Japão se torna o maior mercado de Bitcoin à medida que os comerciantes saem da China

O Japão voltou a se tornar o maior mercado de câmbio da Bitcoin com uma participação de mercado de 50,75% no mercado de câmbio global da Bitcoin. Os analistas, incluindo o vice-presidente do BitFury, George Kikvadze, atribuíram o aumento no volume de negociação do mercado japonês exchanges de Bitcoin para a saída dos comerciantes da Bitcoin na China.

No início desta semana, o governo chinês, as autoridades locais e os reguladores financeiros solicitaram oficialmente exchanges e plataformas de negociação de bitcoins chineses para parar seus serviços até o final de setembro. OKCoin e Huobi, as duas maiores bolsas na China, receberam permissões para operar até 30 de outubro, considerando o fato de que eles não estiveram envolvidos em ofertas de moedas iniciais (ICOs) no passado.

Mas, parece que os comerciantes não estão dispostos a arriscar-se com o governo chinês e sua natureza imprevisível. O volume de negociação diária do mercado de câmbio da Bitcoin chinês diminuiu em um período de três dias, de 15% para menos de sete por cento.

De acordo com vários provedores confiáveis ​​de dados de mercado da Bitcoin, como a CryptoCompare, a China apenas representa 6,4% dos negócios globais da Bitcoin no momento do relatório.

Benefícios do mercado dos EUA

Antes da proibição do intercâmbio de Bitcoin a nível nacional pela China, o mercado de câmbio dos EUA tinha consistentemente assegurado sua posição como o maior mercado do mundo.

No entanto, quase imediatamente após o anúncio das três maiores exchanges de Bitcoin do país, BTCC, Huobi e OKCoin, foram lançados, os comerciantes se mudaram para o mercado japonês de troca Bitcoin. A migração abrupta de comerciantes levou ao aumento de curto prazo no volume de negociação do Japão, permitindo que o mercado ultrapasse os EUA em mais de 20% na participação de mercado global da Bitcoin.

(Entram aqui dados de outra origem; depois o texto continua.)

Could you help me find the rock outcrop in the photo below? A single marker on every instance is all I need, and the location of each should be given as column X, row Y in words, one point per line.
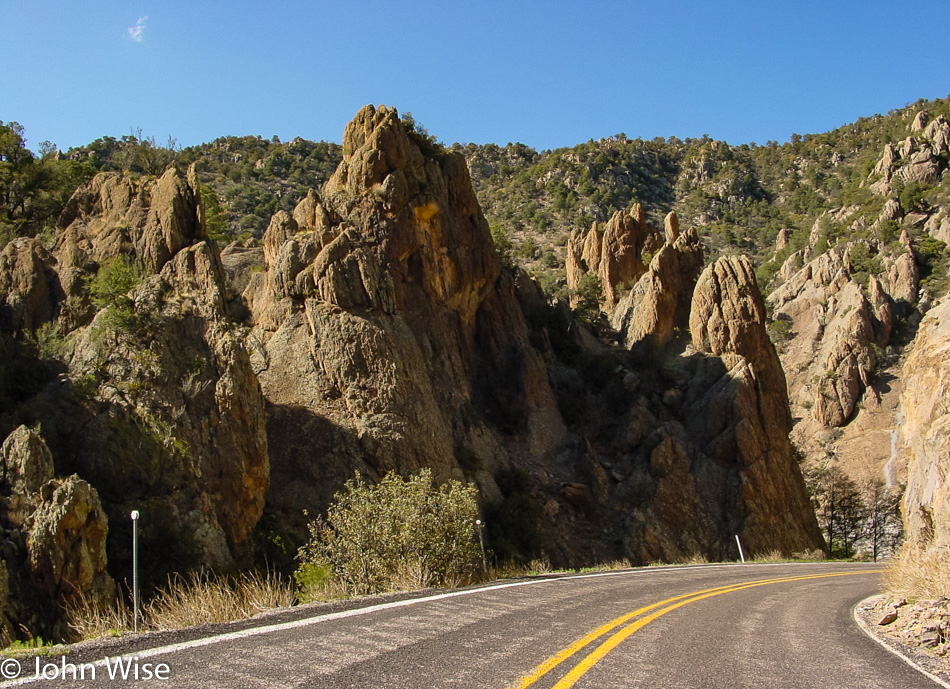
column 923, row 437
column 616, row 253
column 380, row 332
column 53, row 538
column 919, row 158
column 149, row 402
column 748, row 420
column 659, row 302
column 833, row 320
column 386, row 336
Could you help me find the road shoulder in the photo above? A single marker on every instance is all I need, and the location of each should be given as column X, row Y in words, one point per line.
column 867, row 614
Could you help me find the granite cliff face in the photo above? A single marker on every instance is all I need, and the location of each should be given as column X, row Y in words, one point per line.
column 383, row 333
column 386, row 336
column 145, row 394
column 925, row 416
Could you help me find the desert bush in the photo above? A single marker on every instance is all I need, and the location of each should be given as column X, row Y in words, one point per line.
column 402, row 533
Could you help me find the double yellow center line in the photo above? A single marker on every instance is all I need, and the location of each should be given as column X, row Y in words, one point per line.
column 639, row 619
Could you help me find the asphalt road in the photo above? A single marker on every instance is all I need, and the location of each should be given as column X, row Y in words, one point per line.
column 728, row 626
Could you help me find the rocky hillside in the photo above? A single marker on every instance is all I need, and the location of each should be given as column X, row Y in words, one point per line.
column 374, row 328
column 923, row 437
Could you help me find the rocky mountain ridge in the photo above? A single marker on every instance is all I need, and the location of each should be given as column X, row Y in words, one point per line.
column 382, row 333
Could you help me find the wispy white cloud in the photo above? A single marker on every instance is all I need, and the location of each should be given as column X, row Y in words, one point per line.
column 137, row 32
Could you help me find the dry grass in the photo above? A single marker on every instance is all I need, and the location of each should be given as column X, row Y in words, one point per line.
column 202, row 599
column 919, row 574
column 187, row 601
column 88, row 621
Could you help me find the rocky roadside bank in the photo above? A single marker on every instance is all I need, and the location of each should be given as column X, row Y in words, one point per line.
column 919, row 631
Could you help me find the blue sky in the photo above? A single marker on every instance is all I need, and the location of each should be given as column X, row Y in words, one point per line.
column 547, row 74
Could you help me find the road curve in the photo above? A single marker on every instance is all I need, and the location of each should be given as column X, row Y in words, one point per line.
column 729, row 626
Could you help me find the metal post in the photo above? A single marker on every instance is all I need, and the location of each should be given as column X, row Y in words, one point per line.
column 135, row 570
column 481, row 541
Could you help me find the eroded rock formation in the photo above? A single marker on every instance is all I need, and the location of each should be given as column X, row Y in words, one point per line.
column 923, row 437
column 617, row 253
column 659, row 301
column 53, row 538
column 386, row 337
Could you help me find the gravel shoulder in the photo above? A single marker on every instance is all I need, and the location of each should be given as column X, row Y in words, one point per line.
column 903, row 637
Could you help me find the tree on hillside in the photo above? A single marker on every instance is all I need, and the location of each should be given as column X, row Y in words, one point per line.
column 838, row 507
column 33, row 189
column 883, row 525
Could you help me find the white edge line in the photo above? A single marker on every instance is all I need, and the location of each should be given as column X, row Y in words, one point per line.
column 356, row 612
column 866, row 629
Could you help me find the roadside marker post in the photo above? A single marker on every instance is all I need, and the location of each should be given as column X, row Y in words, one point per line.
column 481, row 542
column 135, row 570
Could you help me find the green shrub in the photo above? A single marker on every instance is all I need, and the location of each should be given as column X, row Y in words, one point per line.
column 113, row 281
column 402, row 533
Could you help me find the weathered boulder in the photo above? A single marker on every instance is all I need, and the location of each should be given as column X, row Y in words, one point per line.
column 616, row 253
column 175, row 383
column 27, row 466
column 659, row 302
column 924, row 438
column 28, row 286
column 66, row 544
column 114, row 215
column 747, row 419
column 401, row 343
column 53, row 542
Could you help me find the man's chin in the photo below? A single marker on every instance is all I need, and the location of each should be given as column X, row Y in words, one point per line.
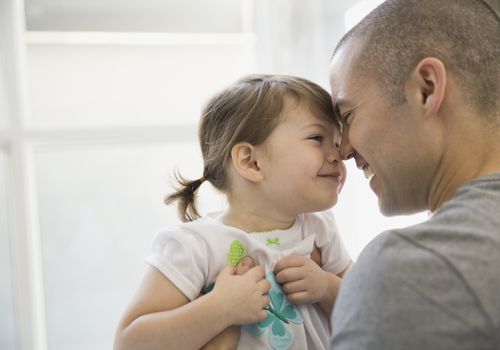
column 395, row 208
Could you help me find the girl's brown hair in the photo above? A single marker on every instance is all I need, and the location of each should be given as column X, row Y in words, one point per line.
column 246, row 111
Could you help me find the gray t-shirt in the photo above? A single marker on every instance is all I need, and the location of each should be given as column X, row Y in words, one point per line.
column 435, row 285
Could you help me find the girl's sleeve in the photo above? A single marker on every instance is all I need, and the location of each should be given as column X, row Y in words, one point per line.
column 182, row 257
column 334, row 255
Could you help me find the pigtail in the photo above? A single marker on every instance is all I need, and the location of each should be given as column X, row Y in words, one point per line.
column 185, row 195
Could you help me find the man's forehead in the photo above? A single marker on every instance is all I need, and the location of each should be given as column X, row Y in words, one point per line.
column 342, row 66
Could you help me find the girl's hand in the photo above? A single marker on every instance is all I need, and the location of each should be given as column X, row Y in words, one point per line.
column 242, row 298
column 230, row 337
column 304, row 282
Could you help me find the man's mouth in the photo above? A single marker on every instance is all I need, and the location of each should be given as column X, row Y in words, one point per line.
column 337, row 176
column 368, row 172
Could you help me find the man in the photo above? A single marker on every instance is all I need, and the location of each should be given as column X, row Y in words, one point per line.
column 417, row 86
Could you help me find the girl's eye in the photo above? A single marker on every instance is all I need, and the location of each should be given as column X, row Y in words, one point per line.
column 346, row 117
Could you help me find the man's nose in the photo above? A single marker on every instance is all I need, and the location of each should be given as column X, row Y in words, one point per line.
column 346, row 150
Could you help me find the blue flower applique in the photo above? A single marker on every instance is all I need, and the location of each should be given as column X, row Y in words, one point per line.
column 280, row 313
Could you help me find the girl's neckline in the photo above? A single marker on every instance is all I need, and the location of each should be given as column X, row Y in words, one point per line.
column 218, row 218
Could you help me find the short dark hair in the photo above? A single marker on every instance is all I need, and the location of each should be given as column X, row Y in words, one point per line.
column 463, row 34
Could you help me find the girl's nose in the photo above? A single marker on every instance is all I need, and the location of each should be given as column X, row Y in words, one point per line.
column 333, row 156
column 346, row 150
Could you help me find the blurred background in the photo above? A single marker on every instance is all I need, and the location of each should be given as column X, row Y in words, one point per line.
column 99, row 103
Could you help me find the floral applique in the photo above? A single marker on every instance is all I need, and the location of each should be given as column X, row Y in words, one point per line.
column 273, row 241
column 280, row 313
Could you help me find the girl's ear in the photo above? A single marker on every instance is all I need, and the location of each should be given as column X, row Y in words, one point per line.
column 429, row 77
column 245, row 162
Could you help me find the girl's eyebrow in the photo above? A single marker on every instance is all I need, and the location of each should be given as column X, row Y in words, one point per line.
column 310, row 125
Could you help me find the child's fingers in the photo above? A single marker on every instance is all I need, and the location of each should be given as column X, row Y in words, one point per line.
column 256, row 273
column 227, row 271
column 264, row 286
column 290, row 274
column 299, row 298
column 294, row 287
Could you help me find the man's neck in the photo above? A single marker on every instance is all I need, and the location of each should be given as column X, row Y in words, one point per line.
column 475, row 156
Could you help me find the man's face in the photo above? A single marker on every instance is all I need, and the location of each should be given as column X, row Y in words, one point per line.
column 389, row 143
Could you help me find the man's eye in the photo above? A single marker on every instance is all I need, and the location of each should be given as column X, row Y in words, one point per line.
column 317, row 138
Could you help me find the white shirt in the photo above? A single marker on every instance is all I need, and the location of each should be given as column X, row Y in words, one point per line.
column 192, row 255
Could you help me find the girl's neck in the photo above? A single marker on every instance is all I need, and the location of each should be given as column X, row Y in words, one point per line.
column 255, row 221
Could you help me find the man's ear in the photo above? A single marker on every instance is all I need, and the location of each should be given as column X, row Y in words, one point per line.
column 430, row 79
column 245, row 163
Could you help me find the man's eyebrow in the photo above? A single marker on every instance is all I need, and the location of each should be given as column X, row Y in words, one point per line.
column 339, row 102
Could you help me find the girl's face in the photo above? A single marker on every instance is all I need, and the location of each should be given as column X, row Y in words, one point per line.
column 300, row 161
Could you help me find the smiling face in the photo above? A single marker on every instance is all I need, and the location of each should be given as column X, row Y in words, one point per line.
column 391, row 144
column 301, row 166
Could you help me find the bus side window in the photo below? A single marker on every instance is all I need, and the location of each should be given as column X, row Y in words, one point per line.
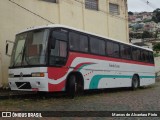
column 125, row 51
column 97, row 46
column 112, row 49
column 78, row 42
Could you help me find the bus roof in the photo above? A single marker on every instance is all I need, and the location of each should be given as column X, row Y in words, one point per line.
column 72, row 28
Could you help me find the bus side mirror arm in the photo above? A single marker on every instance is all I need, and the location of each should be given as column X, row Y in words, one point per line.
column 7, row 45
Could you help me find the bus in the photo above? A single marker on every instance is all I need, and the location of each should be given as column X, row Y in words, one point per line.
column 56, row 58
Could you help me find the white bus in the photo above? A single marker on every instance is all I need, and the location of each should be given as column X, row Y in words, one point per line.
column 59, row 58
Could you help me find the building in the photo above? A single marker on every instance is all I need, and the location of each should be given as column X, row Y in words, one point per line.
column 105, row 17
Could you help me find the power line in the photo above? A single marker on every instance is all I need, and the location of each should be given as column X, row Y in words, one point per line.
column 31, row 11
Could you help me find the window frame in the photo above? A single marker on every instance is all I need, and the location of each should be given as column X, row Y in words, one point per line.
column 114, row 42
column 89, row 5
column 49, row 45
column 80, row 34
column 111, row 12
column 98, row 39
column 122, row 57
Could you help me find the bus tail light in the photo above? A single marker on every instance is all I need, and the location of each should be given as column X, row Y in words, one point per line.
column 38, row 75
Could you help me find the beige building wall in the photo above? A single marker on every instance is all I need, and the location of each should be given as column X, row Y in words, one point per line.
column 16, row 15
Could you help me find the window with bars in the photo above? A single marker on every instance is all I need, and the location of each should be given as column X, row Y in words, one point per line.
column 114, row 9
column 91, row 4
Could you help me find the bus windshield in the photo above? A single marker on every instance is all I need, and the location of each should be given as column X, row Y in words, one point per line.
column 30, row 48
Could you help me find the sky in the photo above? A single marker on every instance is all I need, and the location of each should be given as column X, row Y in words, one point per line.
column 143, row 5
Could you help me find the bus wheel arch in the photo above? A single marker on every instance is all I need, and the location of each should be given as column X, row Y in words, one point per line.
column 74, row 83
column 135, row 82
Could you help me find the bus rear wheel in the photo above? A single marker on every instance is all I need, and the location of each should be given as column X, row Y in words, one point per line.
column 71, row 86
column 135, row 82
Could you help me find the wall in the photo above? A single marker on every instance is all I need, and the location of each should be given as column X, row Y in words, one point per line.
column 68, row 12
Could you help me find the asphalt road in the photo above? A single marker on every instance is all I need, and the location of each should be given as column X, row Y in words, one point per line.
column 143, row 99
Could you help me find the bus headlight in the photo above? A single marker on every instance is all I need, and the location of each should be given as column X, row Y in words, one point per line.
column 38, row 74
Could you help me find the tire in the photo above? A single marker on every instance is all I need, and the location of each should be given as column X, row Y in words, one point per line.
column 71, row 86
column 135, row 82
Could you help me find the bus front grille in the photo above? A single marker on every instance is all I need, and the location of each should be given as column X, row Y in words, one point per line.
column 23, row 85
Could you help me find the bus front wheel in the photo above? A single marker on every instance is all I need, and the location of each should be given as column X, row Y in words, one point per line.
column 135, row 82
column 71, row 86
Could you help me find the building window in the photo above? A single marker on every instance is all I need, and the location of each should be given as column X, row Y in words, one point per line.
column 97, row 46
column 114, row 9
column 112, row 49
column 125, row 52
column 91, row 4
column 78, row 42
column 52, row 1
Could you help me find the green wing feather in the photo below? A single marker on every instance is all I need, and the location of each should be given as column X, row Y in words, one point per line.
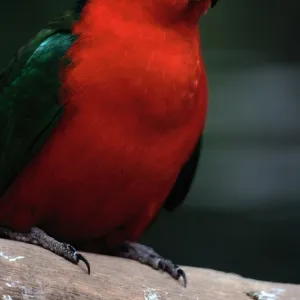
column 29, row 98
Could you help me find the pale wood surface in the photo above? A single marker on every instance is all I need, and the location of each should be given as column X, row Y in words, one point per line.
column 29, row 272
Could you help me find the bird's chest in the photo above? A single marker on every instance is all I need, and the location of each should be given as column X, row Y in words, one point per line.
column 151, row 76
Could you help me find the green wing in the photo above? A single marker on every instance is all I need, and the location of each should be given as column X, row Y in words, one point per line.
column 29, row 103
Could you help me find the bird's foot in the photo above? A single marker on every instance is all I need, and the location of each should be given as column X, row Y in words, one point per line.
column 38, row 237
column 148, row 256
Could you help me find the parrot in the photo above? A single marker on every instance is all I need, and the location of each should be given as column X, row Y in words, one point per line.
column 102, row 116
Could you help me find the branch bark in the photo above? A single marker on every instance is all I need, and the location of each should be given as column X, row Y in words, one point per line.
column 30, row 272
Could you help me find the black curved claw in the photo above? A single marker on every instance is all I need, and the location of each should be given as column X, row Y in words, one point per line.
column 182, row 274
column 85, row 261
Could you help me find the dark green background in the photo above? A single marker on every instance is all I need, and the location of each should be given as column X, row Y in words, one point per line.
column 243, row 214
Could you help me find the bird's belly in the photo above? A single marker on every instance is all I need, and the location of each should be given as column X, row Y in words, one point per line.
column 95, row 176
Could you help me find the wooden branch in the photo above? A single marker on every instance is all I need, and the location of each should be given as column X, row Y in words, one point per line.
column 30, row 272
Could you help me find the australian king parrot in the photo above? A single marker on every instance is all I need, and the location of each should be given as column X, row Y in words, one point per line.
column 101, row 119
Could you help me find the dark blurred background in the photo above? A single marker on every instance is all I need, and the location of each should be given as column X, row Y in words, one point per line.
column 243, row 213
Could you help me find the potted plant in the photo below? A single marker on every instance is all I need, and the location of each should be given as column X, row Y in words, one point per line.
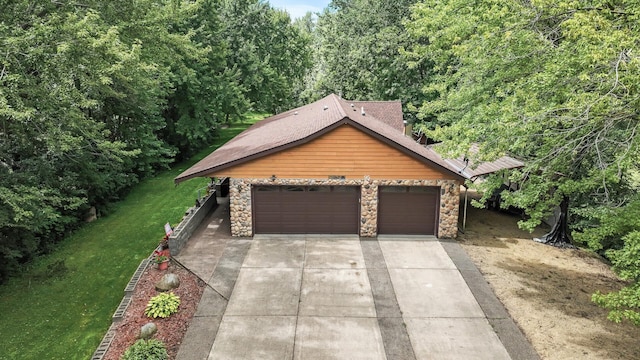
column 161, row 259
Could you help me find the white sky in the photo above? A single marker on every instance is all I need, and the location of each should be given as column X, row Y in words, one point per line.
column 297, row 8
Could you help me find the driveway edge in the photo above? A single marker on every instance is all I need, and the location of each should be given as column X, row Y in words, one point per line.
column 507, row 330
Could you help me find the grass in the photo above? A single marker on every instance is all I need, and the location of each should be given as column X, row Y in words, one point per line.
column 61, row 308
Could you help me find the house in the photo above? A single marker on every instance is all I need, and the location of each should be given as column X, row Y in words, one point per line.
column 335, row 167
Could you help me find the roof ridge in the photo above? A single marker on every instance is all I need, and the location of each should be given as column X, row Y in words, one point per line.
column 336, row 99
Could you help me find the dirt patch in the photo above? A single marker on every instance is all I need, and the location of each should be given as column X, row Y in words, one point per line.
column 548, row 290
column 170, row 330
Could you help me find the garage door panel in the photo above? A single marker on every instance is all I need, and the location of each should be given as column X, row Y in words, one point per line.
column 306, row 210
column 408, row 210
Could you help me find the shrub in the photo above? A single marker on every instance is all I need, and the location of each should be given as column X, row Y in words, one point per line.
column 162, row 305
column 151, row 349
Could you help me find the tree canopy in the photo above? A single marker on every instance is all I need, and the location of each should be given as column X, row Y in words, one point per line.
column 554, row 83
column 95, row 96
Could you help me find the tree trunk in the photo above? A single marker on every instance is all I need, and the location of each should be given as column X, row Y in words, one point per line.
column 559, row 236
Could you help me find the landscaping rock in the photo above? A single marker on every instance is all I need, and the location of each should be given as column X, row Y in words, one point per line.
column 168, row 282
column 148, row 330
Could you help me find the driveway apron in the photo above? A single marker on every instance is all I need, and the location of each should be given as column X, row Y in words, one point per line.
column 340, row 297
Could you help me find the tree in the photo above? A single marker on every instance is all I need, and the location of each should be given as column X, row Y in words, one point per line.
column 620, row 228
column 270, row 54
column 359, row 54
column 556, row 84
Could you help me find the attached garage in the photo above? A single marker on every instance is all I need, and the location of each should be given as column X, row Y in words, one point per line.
column 410, row 210
column 306, row 209
column 335, row 167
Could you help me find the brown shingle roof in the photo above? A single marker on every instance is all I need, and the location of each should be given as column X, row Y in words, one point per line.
column 382, row 119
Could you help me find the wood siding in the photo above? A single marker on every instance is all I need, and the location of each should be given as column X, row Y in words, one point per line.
column 345, row 151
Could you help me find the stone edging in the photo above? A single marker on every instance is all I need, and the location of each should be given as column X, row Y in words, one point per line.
column 178, row 238
column 102, row 349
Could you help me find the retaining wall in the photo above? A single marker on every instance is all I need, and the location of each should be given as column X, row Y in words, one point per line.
column 192, row 219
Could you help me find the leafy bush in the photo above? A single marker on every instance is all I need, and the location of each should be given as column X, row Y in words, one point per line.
column 162, row 305
column 151, row 349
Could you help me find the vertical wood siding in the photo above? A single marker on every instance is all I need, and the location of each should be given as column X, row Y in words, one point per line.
column 345, row 151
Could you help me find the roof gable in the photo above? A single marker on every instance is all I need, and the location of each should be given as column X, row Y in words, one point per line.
column 382, row 120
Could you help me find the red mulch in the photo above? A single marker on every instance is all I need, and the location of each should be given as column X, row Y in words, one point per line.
column 170, row 330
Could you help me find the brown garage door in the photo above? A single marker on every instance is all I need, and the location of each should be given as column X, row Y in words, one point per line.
column 408, row 210
column 306, row 209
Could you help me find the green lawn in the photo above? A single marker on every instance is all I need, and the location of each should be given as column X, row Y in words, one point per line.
column 66, row 316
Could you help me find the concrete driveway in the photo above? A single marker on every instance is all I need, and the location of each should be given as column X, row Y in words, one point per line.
column 340, row 297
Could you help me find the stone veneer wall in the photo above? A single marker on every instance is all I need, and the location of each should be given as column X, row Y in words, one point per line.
column 240, row 201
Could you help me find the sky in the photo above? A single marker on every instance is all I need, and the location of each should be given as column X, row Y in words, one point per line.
column 297, row 8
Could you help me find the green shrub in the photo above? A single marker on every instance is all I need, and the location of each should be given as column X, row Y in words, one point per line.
column 151, row 349
column 162, row 305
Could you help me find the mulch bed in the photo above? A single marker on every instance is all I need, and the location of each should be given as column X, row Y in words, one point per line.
column 170, row 330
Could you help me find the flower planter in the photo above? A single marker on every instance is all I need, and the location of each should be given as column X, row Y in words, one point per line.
column 163, row 265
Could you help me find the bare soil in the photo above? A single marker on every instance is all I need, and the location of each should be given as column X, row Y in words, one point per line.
column 170, row 330
column 548, row 290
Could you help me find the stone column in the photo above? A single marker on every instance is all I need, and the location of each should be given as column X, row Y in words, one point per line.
column 449, row 205
column 240, row 207
column 369, row 208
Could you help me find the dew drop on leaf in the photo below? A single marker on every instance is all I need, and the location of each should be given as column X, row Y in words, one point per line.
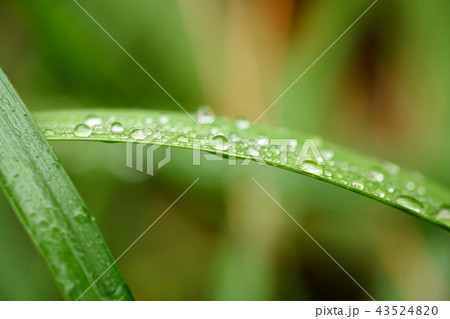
column 220, row 142
column 82, row 130
column 375, row 176
column 49, row 133
column 116, row 127
column 312, row 167
column 137, row 134
column 358, row 185
column 410, row 203
column 253, row 152
column 443, row 213
column 380, row 193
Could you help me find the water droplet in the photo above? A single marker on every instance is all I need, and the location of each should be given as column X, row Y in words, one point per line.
column 137, row 134
column 205, row 115
column 375, row 176
column 82, row 130
column 421, row 190
column 443, row 213
column 92, row 121
column 163, row 119
column 220, row 142
column 312, row 167
column 380, row 193
column 410, row 203
column 253, row 152
column 242, row 124
column 262, row 141
column 410, row 186
column 49, row 133
column 358, row 185
column 116, row 127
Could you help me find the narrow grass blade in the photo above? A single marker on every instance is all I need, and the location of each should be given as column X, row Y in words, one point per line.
column 50, row 208
column 381, row 180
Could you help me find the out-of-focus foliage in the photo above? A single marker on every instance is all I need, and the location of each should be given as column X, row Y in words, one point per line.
column 381, row 89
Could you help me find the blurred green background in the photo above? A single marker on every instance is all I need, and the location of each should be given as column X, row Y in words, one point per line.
column 383, row 89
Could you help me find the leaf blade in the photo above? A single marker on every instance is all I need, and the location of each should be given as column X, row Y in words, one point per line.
column 50, row 208
column 380, row 180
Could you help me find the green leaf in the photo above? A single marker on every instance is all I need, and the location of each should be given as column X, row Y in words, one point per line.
column 50, row 208
column 380, row 180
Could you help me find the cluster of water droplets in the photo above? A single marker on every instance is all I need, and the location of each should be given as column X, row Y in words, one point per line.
column 237, row 138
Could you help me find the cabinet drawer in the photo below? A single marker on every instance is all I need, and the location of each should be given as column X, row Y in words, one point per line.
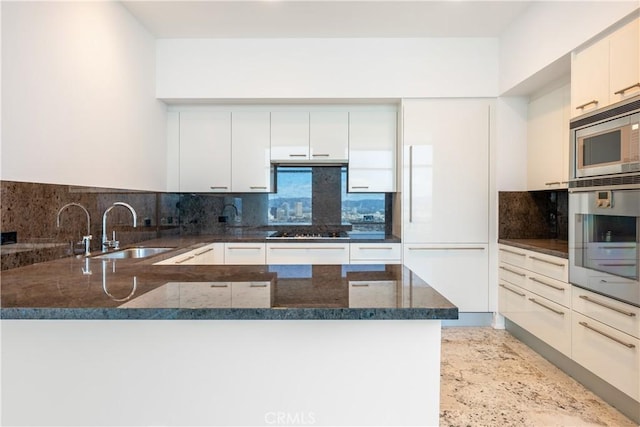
column 512, row 274
column 308, row 253
column 389, row 253
column 547, row 265
column 373, row 294
column 251, row 295
column 244, row 253
column 513, row 256
column 616, row 314
column 551, row 289
column 610, row 354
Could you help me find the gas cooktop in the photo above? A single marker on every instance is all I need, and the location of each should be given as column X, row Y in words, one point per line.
column 309, row 235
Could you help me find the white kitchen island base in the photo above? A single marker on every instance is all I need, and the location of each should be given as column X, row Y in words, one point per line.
column 220, row 372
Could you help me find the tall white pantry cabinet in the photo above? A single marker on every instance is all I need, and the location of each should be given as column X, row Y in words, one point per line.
column 445, row 195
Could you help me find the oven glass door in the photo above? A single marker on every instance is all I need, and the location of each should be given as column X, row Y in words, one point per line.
column 610, row 244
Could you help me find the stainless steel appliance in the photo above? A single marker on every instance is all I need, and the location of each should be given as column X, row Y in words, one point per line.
column 604, row 203
column 608, row 142
column 309, row 235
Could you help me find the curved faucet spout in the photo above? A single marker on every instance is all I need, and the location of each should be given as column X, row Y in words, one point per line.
column 86, row 239
column 106, row 243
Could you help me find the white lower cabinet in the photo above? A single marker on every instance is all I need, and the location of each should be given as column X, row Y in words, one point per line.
column 607, row 352
column 373, row 253
column 373, row 294
column 307, row 253
column 245, row 253
column 251, row 294
column 459, row 272
column 535, row 294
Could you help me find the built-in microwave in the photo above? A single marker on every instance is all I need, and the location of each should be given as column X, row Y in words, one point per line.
column 607, row 144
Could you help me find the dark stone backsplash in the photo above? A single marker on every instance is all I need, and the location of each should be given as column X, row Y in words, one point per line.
column 533, row 215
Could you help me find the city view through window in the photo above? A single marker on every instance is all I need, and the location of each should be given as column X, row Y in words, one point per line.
column 292, row 204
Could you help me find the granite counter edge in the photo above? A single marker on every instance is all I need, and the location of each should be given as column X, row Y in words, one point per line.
column 229, row 314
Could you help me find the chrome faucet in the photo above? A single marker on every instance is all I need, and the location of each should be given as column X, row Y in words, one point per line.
column 113, row 243
column 86, row 239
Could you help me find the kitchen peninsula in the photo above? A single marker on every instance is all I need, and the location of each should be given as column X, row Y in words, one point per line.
column 254, row 343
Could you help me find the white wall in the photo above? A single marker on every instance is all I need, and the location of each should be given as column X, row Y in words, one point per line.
column 326, row 68
column 549, row 30
column 78, row 97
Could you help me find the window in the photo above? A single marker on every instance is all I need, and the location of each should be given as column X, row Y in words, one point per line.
column 292, row 203
column 298, row 190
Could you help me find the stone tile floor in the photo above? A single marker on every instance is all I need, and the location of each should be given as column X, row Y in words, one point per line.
column 489, row 378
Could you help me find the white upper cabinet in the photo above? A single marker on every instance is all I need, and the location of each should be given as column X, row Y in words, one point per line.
column 251, row 170
column 607, row 71
column 372, row 151
column 205, row 151
column 289, row 135
column 624, row 65
column 329, row 136
column 548, row 140
column 446, row 171
column 316, row 136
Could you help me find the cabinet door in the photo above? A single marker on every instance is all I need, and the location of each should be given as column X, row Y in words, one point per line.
column 446, row 171
column 548, row 141
column 460, row 273
column 329, row 136
column 205, row 151
column 590, row 78
column 289, row 135
column 372, row 151
column 624, row 65
column 251, row 170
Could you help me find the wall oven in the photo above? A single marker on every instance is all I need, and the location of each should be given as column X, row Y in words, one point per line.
column 604, row 203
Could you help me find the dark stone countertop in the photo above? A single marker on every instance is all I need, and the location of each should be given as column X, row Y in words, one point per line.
column 554, row 247
column 92, row 288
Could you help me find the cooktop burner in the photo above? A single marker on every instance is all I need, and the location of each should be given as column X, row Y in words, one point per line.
column 309, row 235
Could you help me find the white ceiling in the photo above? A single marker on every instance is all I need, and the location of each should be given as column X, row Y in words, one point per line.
column 325, row 18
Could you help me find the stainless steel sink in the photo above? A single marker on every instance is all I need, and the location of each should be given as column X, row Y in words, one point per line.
column 133, row 253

Ao contrário de muitos relatórios negativos, desenvolvedores proeminentes, analistas, pesquisadores e especialistas dentro dos setores de criptografia e Blockchain, incluindo o criador da Litecoin Charlie Lee e o investidor bilionário Tim Draper, expressaram o seu otimismo em relação ao encerramento do mercado de câmbio chinês de Bitcoin. Lee enfatizou que o governo chinês não poderá mais manipular o mercado, como aconteceu desde 2013.

Lee diz :

“Isto é uma coisa boa. A China não pode mais jogar com os mercados ao proibir o Bitcoin. Cryptocurrency não pode ser morto por nenhum país. Uma solução para intercâmbios centralizados é descentralizada.”

Estabilização Bitcoin

Como Lee enfatizou, a saída do mercado chinês de troca Bitcoin deveria realmente ter afetado cerca de 10 a 15% dos comerciantes no mercado de câmbio global da Bitcoin. No entanto, especuladores e comerciantes impacientes iniciaram uma grande venda, já que o governo chinês proibiu as exchanges, levando a uma grande redução no preço da Bitcoin.

Nas próximas semanas, o mercado global de câmbio da Bitcoin se estabilizará, à medida que os comerciantes se movem do mercado chinês para a Coréia do Sul e o Japão, dois mercados que desenvolveram regulamentos significativamente mais eficientes, padrões e políticas da indústria para intercâmbios de criptografia e usuários.

É provável que, como observou Lee e Draper, o fechamento do mercado de câmbio da Bitcoin chinês pode levar à estabilização do mercado de câmbio global da Bitcoin, que pode ser benéfico para o Bitcoin a longo prazo.